A A Bronson, We are the Revolution, 2010, Serigraph prints, 200 x 100 cm. Edition of 21 with three variations. Photograph: William Eakin. Courtesy Plug In ICA, Winnipeg.

“Revolution” is site-specific: the images are placed at precisely the spot where the original ceremony took place—in what was the asbestos-ridden United Army Surplus building, a typically scruffy Winnipeg landmark that was torn down to make way for the Buhler Centre. (In this notoriously nostalgic town, it seems right that a shiny new structure should be haunted by an image of the old one.)

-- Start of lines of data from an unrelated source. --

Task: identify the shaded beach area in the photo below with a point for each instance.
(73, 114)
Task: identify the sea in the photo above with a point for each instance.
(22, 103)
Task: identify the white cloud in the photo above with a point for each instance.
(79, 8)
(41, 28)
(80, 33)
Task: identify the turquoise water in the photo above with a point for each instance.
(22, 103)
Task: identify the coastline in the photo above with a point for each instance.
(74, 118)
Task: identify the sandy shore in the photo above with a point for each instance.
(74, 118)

“Putting the WILD Back into the West” by Adrian Stimson and Lori Blondeau up-ends the triumphalist myths of the Canadian West with a subversive post-colonial take on gender, sex and power. Blondeau, a Saskatoon-based Cree/Salteaux/ Métis artist, dresses up as Belle Sauvage, a cowgirl who channels a bit of Doris Day in the cross-dressing cult movie Calamity Jane, while Stimson, a member of the Siksika Nation who now works in Saskatoon, takes on the persona of Buffalo Boy, resplendent in lipstick and fishnet stockings. The duo spoofs Western stereotypes—Mountie and outlaw, Indian maiden and saloon girl, priest and school marm. And by comically offering up fake Wild West spectacle and buckskin tourist-shop kitsch, Blondeau and Stimson lampoon the commodification of First Nations history and artifacts.

The show kicked off with an interactive performance, an art form that gains its power from the fact that things can go either way. The night of November sixth really cooked, with audience members lining up to participate, grabbing costumes and props to pose with Blondeau and Stimson in front of a painted backdrop that mimicked the look of old photographs. These photographs will eventually become part of a cumulative installation that records four years of cross-Canada performances, from 2006 to 2010.

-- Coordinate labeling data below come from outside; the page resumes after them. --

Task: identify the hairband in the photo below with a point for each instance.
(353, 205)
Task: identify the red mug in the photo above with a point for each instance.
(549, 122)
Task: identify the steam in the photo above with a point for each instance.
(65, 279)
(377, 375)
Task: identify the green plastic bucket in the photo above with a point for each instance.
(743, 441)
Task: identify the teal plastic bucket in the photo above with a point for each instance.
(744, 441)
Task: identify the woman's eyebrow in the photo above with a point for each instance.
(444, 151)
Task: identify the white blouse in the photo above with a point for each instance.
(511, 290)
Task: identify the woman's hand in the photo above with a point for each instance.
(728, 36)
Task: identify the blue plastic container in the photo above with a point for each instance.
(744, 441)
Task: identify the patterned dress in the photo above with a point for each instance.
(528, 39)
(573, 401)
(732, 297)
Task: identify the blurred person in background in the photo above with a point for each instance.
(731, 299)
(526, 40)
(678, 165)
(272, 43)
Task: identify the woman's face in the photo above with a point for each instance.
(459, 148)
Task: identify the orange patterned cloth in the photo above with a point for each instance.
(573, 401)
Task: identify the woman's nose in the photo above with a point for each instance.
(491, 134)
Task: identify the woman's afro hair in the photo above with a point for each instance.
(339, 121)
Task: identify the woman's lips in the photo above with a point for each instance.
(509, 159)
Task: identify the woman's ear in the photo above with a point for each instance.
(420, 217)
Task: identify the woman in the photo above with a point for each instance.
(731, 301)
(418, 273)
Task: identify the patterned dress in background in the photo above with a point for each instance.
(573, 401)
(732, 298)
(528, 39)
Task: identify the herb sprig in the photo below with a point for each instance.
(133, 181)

Even though it’s a travelling Wild West show, the work still manages to be site-specific. The floor-to-ceiling windows behind Stimson and Blondeau look across the street to the Beaux Arts grandeur of The Bay department store. Some of the duo’s props and outfits purposely reference the Hudson’s Bay Company, whose 340-year-old roots in the fur trade drove exploration and settlement in the Canadian North and West.

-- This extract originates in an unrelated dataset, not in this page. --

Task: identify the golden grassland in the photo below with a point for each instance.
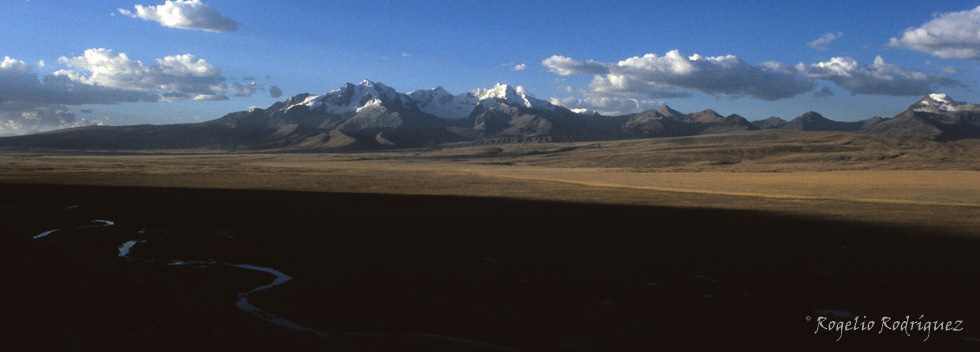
(901, 180)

Adrian Stimson and Lori Blondeau, Putting the WILD Back in the West: Buffalo Boy and Belle Sauvage (2006-2010), performance and installation, 2010. Photograph: William Eakin. Courtesy Plug In ICA, Winnipeg.

“A Mystery Play” by Shezad Dawood also responds to nearby structures, in this case the Legislative Building, the dome of which can be seen from Plug In along the line of Memorial Boulevard. The London-born artist’s 2010 summer residency at Plug In resulted in a feverish 13-minute video that uses key Winnipeg locations to suggest a kinky alternative civic history. Drawing on the elaborate created mythologies of Matthew Barney’s Cremaster Cycle and the anachronistic black-and-white look of Guy Maddin’s imagined Winnipeg, Dawood references Masonic symbolism, burlesque and magic, and 1920s vaudeville performances at the Pantages Playhouse, which all come together in a kinky initiation rite set at the Legislature’s Pool of the Black Star.

Finally, senior Winnipeg artist Eleanor Bond almost seems to be playing against expectations with her perversely fascinating new show “Mountain of Shame.” Known for monumental architectural landscapes—as seen in her highly influential series “Social Centres” that showed at the Winnipeg Art Gallery in 1990—Bond features a couple of large-scale pieces, including a gorgeous work made up of vibrating horizontal stripes that resemble geological strata. But mostly, the show scales right down to enigmatic painted objects and small, washy, organic abstractions.

The mood is intensely introspective, as Bond examines inward-looking emotions of shame, fear and guilt. Some of the pieces could be viewed as dark smears of excrement—the paint still looks wet. Other works, amorphous Styrofoam shapes covered in layers of bright pigment, are hard to read: they veer between silly, almost Seuss-like whimsy and something much more sinister. All of them reinforce the substance of paint—some of the 3D objects resemble blown-up brushstrokes. In “Mountain,” Bond emphasizes embodied experience—at times almost uncomfortably physical—in the face of the increasingly decentred, disembodied digital age. This is perhaps her own quiet affirmation of a sense of time and place. ❚

“Mountain of Shame,” curated by Helga Pakasaar, was exhibited at Plug In ICA in Winnipeg from November 10, 2010, to January 2, 2011. “A Mystery Play,” curated by Anthony Kiendl and Sara Raza, “Putting the WILD Back in the West: Buffalo Boy and Belle Sauvage” and “We are the revolution” were exhibited at Plug In ICA in Winnipeg from November 10 to December 19, 2010.

Alison Gillmor is the Pop culture columnist for the Winnipeg Free Press and often writes on visual arts and film.